De Dune à Twin Peaks en passant par Fallout, découvrez les univers étranges de Kyle MacLachlan.
Entretien avec Kyle MacLachlan

Véritable alter ego de David Lynch, avec qui il a collaboré sur des projets emblématiques tels que Dune (1984), Blue Velvet ou Twin Peaks, Kyle MacLachlan est un acteur culte à la carrière extraordinairement éclectique (The Doors, Sex and the City et Portlandia). Grand amateur de science-fiction, il a récemment marqué les esprits sur Prime Video dans la série Fallout, où il incarne le leader d'un abri atomique dans un monde post-apocalyptique délirant. Dans cet entretien, il revient sur ses rôles cultes les plus marquants, sur son amour pour Dune, sa collaboration avec David Lynch et l'impact de Twin Peaks. Rencontre avec une légende qui restera à jamais le seul Paul Atréides dans nos cœurs. Timothée Chalamet n'a qu'à bien se tenir !

Entretien par John Prate, 2024. 

À retrouver sur notre Rockyrama n°43 - Bill Murray.

Depuis ses débuts dans Dune (1984) de David Lynch, Kyle MacLachlan a marqué le cinéma et la télévision de sa présence hypnotique, capable de vous entraîner dans les univers les plus étranges. Sa carrière est indissociable de sa fructueuse collaboration avec Lynch, qui lui a offert des rôles majeurs dans Blue Velvet (1986) et dans la série télévisée révolutionnaire Twin Peaks (1990-1991, puis 2017), où il a brillamment incarné l'agent spécial Dale Cooper. Au fil des ans, il a exploré divers genres, apparaissant dans des films tels que The Doors (1991), La Famille Pierrafeu (1994) et Showgirls (1995), ainsi que dans des séries dramatiques comme Desperate Housewives (2004-2012) et Sex and the City (1998-2004), ou des comédies loufoques comme How I Met Your Mother (2005-2014) et Portlandia (2011-2018).

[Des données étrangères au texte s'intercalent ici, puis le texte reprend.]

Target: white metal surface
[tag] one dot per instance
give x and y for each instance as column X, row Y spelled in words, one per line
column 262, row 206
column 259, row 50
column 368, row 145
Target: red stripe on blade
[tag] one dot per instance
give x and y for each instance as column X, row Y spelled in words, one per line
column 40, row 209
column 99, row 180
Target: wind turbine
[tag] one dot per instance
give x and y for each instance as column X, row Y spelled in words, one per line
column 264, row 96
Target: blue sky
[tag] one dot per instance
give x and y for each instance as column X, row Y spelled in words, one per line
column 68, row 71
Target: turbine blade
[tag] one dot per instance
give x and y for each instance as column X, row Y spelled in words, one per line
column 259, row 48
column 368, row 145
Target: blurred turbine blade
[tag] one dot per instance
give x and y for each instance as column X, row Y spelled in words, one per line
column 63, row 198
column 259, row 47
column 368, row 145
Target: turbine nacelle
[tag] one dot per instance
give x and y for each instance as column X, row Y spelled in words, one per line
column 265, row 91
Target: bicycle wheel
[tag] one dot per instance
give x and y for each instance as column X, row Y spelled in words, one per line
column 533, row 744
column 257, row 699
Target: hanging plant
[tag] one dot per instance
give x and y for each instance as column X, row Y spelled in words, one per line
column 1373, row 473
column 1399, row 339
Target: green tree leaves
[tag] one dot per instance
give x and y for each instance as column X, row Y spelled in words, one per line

Cependant, selon ses propres dires, Kyle MacLachlan nourrit une véritable passion pour la science-fiction, ce qui explique son intérêt pour des films tels que Dune (1984) et Hidden (1987), ainsi que des séries comme Agents of S.H.I.E.L.D. (2013-2020). Il n'est donc pas étonnant de le retrouver dans Fallout (2024) sur Prime Video, la série événement produite par Jonathan Nolan (The Dark Knight, Westworld), basée sur la franchise de jeux vidéo post-apocalyptique du même nom. L'action se situe des années après qu'une guerre atomique a ravagé les États-Unis. Le charismatique Hank MacLean (interprété par MacLachlan) est le leader de Vault 33, un immense bunker souterrain où plusieurs générations de survivants attendent l'opportunité de retourner à la surface pour repeupler l'Amérique. Cependant, après son enlèvement, sa fille Lucy entreprend un voyage risqué pour le retrouver et découvre un monde de surface peuplé de mutants.


C’est à l’occasion de la sortie de Fallout et de son passage à Canneseries, où il a été honoré par le prix « Canal Icon Award » pour l’ensemble de sa carrière, que nous avons discuté avec lui de sa carrière des plus étonnantes et de son attirance pour les univers les plus étranges…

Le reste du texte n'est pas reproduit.